La 2e session africaine du Programme de formation sur le contrôle des armes légères et de petit calibre (ALPC) se tient à Lomé. Le Bureau des affaires du désarmement des Nations Unies (UNODA) et le Centre régional des Nations Unies pour la paix et le désarmement en Afrique (UNREC) ont officiellement lancé lundi la phase présentielle de cette rencontre. Elle réunit pour 3 semaines des professionnels francophones venus de 17 pays africains.
Il s’agit de renforcer les capacités des participants sur les cadres normatifs internationaux, continentaux et régionaux relatifs aux armes légères et de petit calibre, ainsi que sur les mécanismes de destruction des armes et des munitions.
La formation s’inscrit dans les engagements du Pacte pour l’avenir, adopté par les États membres des Nations Unies en 2024, qui réaffirme la nécessité de renforcer les institutions nationales, de prévenir les crises et de consolider la coopération internationale.
« Cette session rassemble 23 représentants des institutions nationales compétentes, des forces de défense et de sécurité, des commissions nationales chargées du contrôle des armes ainsi que des organisations régionales de 17 États africains.

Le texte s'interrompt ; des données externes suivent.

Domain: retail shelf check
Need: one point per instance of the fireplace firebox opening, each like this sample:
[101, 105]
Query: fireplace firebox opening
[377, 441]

Elle se veut une plateforme d’apprentissage, de dialogue et de partage d’expériences entre praticiens », a indiqué Chahrazade Housni, chargée de programme à l’UNREC.
La session renforce les capacités techniques et institutionnelles des participants en matière de contrôle des armes légères et de petit calibre, à favoriser la mise en œuvre des cadres internationaux, régionaux et sous-régionaux, tout en consolidant la coopération et les échanges entre praticiens africains.
Résolution sur les armes légères
Ce programme est une initiative issue de la résolution 77/71 de l’Assemblée générale des Nations Unies. Il vise à renforcer les capacités nationales et régionales dans la prévention et la lutte contre le commerce illicite, le détournement et la prolifération des armes légères et de petit calibre, qui continuent d’alimenter les conflits, la criminalité organisée, le terrorisme et les violences armées à travers le monde.
« La formation permet aux bénéficiaires d’approfondir leurs connaissances sur les cadres normatifs internationaux, continentaux et régionaux relatifs aux armes légères et de petit calibre, les mécanismes de contrôle des transferts internationaux d’armes, le marquage, la tenue des registres, le traçage, la sécurité physique et la gestion des stocks, ainsi que la destruction des armes et des munitions. Elle aborde également l’élaboration des politiques nationales et le rôle des mécanismes institutionnels de coordination en matière de contrôle des armes légères et de petit calibre », a souligné William Oreste Agblonon, consultant à l’UNREC.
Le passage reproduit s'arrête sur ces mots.